Das Buch ist als Zyklus konzipiert und thematisiert Begegnung, Entfremdung und die Suche nach sinnstiftender Identität über Kommunikation in der Ambivalenz des Alltags, im diffusen zwischenmenschlichen Beziehungsraum. Das Spannungsverhältnis zwischen Nähe und Distanz, zwischen Angst und Liebe sowie sozialkritische Elemente stellen inhaltliche Eckpfeiler dar. Symbolträchtige Naturbetrachtungen bilden ferner eine Analogie zu innerpsychischen Landschaften. Über Sprache und Sprachkonstrukte wird ein ganzheitlicher Zusammenhang zwischen Mensch und Natur sowie zwischen Innen- und Außenwelt als dialektische Verknüpfung geschaffen. Mit ausgereiften sprachkünstlerischen Stilmitteln ist das Element der wechselseitigen Bedingtheit von Lebendigsein und Sterben in die Gesamtkonzeption des Werkes eingebaut. Persönliches Wachstum wird innerhalb dieses Prozesses vom Autor als Angstüberwindung und Selbsterkenntnis interpretiert.

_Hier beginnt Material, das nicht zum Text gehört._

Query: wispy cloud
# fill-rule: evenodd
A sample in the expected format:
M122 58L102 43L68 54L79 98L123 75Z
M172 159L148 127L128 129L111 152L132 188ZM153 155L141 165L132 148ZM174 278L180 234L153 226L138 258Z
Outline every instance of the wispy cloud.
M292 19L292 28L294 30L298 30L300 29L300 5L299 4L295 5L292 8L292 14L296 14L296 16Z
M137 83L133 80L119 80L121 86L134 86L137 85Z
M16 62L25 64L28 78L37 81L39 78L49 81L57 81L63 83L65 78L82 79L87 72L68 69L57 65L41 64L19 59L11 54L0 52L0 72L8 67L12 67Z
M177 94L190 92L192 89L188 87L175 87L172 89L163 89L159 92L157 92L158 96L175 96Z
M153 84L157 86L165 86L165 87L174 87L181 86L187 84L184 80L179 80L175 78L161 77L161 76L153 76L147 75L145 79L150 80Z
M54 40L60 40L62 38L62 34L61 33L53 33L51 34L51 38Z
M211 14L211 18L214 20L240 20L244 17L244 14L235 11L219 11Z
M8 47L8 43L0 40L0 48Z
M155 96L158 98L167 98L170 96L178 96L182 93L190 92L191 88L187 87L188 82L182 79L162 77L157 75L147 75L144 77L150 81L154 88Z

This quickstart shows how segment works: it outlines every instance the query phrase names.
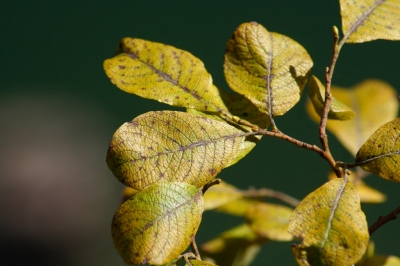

Dem Leser wird somit die Möglichkeit gegeben, ein anderes, ein bewussteres Verhältnis zu sich selbst zu „erspüren“. Innerhalb der stilistischen und inhaltlichen Vielfalt der Gedichte ist Neuentdeckung im Sinne einer Selbstentdeckung immer wieder möglich.
Statt Lösungen werden Szenarien entfaltet, die neue Betrachtungsweisen offen legen. Durch eine durchdachte und eindringliche sprachliche Intensität werden Metaphern gezeichnet, die tiefgründige Schichten der Psyche durchdringen. Auf diesem Wege werden dem Leser auf eindrückliche Art Kanäle für eine besondere Form der Wirklichkeitskonstruktion und Selbstwahrnehmung zugänglich gemacht. Dabei entwickelt der Autor mal kraftvolle, ausdrucksstarke Wortgebilde, mal fein gezeichnete leise Töne.
Das Werk beginnt mit einem Anfang, der an das Ende anknüpft oder anders gesagt: es beginnt mit einem Ende, das einen Neubeginn darstellt. Das Abschlusskapitel beschreibt in verdichteter Prosa die Beziehungskrise eines Paares teils nüchtern, teils lyrisch-surreal. Wirklichkeitsgrenzen verschwimmen und es werden hierbei dramaturgische Stilmittel benutzt, die punktuell an ein Drehbuch erinnern. Durch eine aufgeworfene Frage wird hier der Bezug zum Anfang wieder hergestellt: Die Antwort verbleibt als Frage. Und solange wir Fragen stellen können - und insbesondere uns selbst fragen können - bleibt der Zyklus bestehen, jene Dynamik und Sensibilität, in der wir uns jenseits trügerischer Schein-Eindeutigkeiten entwickeln können. Das Leben als Fluss in ständiger Bewegung. Ein lesenswertes und vor allem vielschichtiges, wertvolles Buch zum „Entdecken“; vor allem aber ein Werk, das berührt.